= Compton Terrace =

Former venue in Phoenix, Arizona

Compton Terrace was a name given to two former outdoor amphitheaters for concerts, located in the Phoenix metropolitan area of Arizona. It was named in honor of a local radio personality and music promoter, William Edward Compton.

==History==
Compton Terrace was an amphitheater owned by Jess Nicks, father of musician Stevie Nicks, in Tempe, Arizona, on the grounds of the Legend City amusement park, and opened in 1979. Nicks chose the amphitheater's name in honor of the late William Edward Compton, a local disc jockey renown for pioneering free-form radio at stations KCAC and KDKB, who was killed in an automobile accident in 1977.

The original location closed in 1983 alongside the amusement park, with a final show performed as a farewell to the venue. The amphitheater would later re-open in 1985 as Compton Terrace at Firebird Lake in nearby Chandler, next to Firebird International Raceway. The venue's capacity was approximately 20,000. The first Lollapalooza, then a touring festival, held its inaugural show at Compton Terrace on July 18, 1991.

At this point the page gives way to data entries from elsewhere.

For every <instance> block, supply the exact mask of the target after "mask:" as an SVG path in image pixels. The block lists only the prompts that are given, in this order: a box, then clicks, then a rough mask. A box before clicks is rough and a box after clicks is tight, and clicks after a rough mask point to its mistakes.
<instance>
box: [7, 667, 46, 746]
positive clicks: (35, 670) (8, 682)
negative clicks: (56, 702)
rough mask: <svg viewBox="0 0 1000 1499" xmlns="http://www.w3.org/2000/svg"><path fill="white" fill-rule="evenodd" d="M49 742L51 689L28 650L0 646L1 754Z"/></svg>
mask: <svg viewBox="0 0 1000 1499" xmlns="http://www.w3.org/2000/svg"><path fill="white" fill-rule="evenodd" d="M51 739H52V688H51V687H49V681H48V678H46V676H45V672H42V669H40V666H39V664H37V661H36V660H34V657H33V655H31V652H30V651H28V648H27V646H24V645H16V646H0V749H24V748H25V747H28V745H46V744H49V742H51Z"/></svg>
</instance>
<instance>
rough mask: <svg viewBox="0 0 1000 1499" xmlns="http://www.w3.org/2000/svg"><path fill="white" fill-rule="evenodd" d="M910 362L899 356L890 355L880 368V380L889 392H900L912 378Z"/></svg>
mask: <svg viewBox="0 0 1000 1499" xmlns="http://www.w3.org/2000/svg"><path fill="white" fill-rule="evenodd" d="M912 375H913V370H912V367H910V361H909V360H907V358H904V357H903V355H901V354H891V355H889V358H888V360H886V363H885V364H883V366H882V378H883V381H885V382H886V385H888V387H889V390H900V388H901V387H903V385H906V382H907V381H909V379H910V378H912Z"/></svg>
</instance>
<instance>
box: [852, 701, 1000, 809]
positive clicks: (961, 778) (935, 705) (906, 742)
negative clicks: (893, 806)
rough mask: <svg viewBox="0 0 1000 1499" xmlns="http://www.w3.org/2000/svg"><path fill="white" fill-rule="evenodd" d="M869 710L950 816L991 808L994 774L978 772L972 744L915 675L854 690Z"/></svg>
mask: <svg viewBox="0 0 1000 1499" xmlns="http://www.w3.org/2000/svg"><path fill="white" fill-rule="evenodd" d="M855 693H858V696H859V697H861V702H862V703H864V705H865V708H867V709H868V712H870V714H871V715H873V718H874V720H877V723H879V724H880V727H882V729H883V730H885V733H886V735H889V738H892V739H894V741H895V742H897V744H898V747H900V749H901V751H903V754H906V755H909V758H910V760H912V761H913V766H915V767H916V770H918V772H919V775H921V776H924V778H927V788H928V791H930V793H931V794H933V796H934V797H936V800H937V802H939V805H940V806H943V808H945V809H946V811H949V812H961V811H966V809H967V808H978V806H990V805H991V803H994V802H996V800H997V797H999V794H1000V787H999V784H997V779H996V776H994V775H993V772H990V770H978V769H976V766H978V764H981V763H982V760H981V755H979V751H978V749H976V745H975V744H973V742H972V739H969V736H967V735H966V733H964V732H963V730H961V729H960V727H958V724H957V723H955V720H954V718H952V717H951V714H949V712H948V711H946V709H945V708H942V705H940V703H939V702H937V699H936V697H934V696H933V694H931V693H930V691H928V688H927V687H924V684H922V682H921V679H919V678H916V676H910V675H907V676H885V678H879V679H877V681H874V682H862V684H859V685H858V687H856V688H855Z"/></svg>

Compton Terrace hosted its last event with the Big Top "Electronic Highway Tour" on August 16, 1997. It was demolished in 2010.

==Past performers==
Notable past performers include U2, The Police, Metallica, Def Leppard, Duran Duran, Morrissey, Eurythmics, Fleetwood Mac, Aerosmith, AC/DC, Phil Collins, Grateful Dead, Guns N' Roses, Queen, Iron Maiden, Pat Benatar, Scorpions, Molly Hatchet, Van Halen, Phish, Jane's Addiction, the New Kids On The Block, Living Colour, Nine Inch Nails, Talking Heads, Depeche Mode, The Cure, The Power Station, Orchestral Manoeuvres in the Dark, Rage Against the Machine, Ratt, The Go-Go's, R.E.M. and Bon Jovi.